Past and Present of Data Science


🌟 I became a data scientist in 2017, and the field has changed dramatically since.

I’m grateful that many people have read my 2019 post, Types of Data Scientists. Interviewers have brought it up, and students and job seekers often tell me it helped them. This post is a continuation—I hope readers continue to find this helpful.


🔙 Looking back: from statistics to “data science”

Before the rise of “big data,” most people doing what we now call data science were statisticians or analysts. Data was growing but still relatively modest. The focus was on:

Understanding relationships in data
Confirming statistical properties (e.g., hypothesis testing)
Statistical modeling and prediction


🌊 The big‑data wave (late 2000s–early 2010s)

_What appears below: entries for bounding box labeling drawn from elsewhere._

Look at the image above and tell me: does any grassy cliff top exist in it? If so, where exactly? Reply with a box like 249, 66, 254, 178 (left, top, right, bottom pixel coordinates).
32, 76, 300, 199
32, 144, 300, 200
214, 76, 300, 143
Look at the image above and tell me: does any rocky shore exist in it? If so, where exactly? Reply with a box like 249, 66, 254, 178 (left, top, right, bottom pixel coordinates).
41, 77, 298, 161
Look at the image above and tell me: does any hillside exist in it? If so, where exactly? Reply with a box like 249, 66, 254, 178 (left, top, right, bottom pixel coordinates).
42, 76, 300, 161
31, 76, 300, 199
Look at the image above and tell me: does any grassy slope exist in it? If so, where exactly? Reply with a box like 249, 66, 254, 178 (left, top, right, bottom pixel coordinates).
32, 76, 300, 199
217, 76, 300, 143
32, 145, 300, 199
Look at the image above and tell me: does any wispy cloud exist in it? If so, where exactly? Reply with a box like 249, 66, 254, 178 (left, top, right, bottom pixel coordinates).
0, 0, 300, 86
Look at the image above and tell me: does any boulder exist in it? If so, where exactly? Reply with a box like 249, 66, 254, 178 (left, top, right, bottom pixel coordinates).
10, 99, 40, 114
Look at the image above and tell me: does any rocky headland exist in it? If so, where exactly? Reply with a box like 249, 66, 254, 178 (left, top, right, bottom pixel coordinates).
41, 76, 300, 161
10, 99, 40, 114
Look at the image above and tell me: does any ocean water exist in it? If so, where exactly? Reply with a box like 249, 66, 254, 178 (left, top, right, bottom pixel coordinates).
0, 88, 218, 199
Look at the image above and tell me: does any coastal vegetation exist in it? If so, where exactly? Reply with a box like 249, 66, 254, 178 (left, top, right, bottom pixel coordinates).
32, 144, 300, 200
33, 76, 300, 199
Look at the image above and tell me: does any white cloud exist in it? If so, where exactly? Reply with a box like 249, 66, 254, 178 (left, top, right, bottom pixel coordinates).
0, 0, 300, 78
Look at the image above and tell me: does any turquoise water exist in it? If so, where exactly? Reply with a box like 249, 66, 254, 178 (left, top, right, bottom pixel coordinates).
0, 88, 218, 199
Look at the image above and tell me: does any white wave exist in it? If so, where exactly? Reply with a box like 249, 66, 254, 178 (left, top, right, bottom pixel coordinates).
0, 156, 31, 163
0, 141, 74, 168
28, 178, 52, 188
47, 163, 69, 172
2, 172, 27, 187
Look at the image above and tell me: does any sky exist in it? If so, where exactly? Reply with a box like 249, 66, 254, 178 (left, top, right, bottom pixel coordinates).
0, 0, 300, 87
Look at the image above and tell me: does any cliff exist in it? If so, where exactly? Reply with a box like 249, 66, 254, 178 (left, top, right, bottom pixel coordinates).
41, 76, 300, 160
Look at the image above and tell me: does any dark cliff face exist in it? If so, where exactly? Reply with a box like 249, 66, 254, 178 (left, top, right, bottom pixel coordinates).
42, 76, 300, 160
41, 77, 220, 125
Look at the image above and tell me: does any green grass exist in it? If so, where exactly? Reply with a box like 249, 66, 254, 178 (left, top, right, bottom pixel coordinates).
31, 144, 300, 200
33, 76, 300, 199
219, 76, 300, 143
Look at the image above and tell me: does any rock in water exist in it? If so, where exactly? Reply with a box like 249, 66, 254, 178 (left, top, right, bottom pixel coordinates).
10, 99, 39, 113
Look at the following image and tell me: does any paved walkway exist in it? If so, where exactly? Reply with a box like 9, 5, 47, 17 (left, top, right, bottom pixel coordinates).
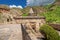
0, 24, 22, 40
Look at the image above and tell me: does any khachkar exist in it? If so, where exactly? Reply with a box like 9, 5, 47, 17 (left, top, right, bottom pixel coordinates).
0, 24, 23, 40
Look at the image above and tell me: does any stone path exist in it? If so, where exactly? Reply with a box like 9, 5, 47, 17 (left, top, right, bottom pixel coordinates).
0, 24, 22, 40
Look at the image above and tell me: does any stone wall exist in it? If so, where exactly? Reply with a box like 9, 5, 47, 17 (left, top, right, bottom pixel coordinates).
14, 16, 45, 30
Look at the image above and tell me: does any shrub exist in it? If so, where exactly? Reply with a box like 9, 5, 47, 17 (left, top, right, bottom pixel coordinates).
40, 25, 60, 40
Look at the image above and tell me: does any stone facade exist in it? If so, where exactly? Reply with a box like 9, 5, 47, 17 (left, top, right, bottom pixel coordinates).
14, 16, 45, 31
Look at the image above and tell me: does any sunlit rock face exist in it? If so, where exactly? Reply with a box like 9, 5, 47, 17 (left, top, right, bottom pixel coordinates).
27, 0, 55, 6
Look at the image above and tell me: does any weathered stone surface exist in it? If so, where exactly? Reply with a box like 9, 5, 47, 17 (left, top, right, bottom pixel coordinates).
0, 24, 22, 40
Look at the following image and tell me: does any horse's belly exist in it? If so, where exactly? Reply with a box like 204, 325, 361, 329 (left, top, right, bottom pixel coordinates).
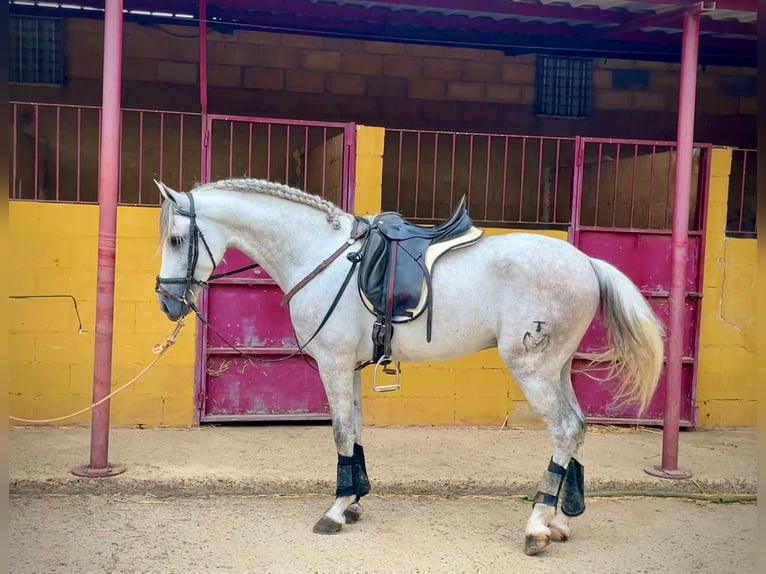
391, 266, 500, 362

A surge in cheap storage and distributed computing (MapReduce/Hadoop) plus the explosion of web and then mobile apps created unprecedented data volumes. Cloud platforms (e.g., AWS) made this scale accessible. Organizations raced to turn data exhaust into insight and advantage.


🧑‍🔬 The modeling boom and academic roots

Many machine learning algorithms predate the 2000s—neural nets and backpropagation go back decades—but limited compute held them back. By the early 2010s, GPUs and cloud made training at scale practical. Models were complex and required careful hyperparameter tuning, so companies hired highly technical practitioners—often PhDs—to push modeling performance and publishable R&D.


🚀 From prototypes to production: the rise of MLOps (late‑2010s)

Success created a new problem: research‑grade code was being pushed to production without engineering or operational rigor. Practices for model deployment, monitoring, and lifecycle management emerged in the mid‑2010s; the “MLOps” term and dedicated tooling gained traction around 2018–2019. As tooling matured and models were packaged behind higher‑level APIs, the center of gravity shifted toward software engineering and operational skills.

This arc—from statistics to big data to MLOps—set the stage for today’s landscape.
Next, I’ll discuss where data science is now and where it’s headed.

🧩 From generalist to specialist (late‑2010s → present)

As tooling matured and production expectations rose, roles split. There are fewer true generalists who can “do it all,” and many more specialists who go deep on a slice of the stack:

  • Product analytics: product‑sense data analysts who define metrics, instrument events, run experiments, build dashboards, and partner closely with PM/design to influence decisions.
  • Machine learning engineers: software engineers with ML fundamentals who focus on shipping and operating models—deployment, observability, evaluation, reliability, and MLOps/LLMOps.
  • Data/analytics engineers: owners of trustworthy, timely data—ETL/ELT pipelines, data models in the warehouse, semantic layers, data quality and lineage.
  • ML platform/infrastructure: builders of shared foundations—feature/embedding stores, training/serving/orchestration, retrieval, evaluation harnesses, cost/latency controls.
  • Applied ML scientists and researchers: practitioners who push modeling performance, design experiments, and advance algorithmic approaches where it matters.
Specialization raises the bar for quality and speed but reduces the number of one‑person “unicorn” roles.
The practical advice: Pick a lane you enjoy, then go deep while staying T‑shaped: strong fundamentals in statistics, experimentation, software practices, and clear communication so you can collaborate across lanes.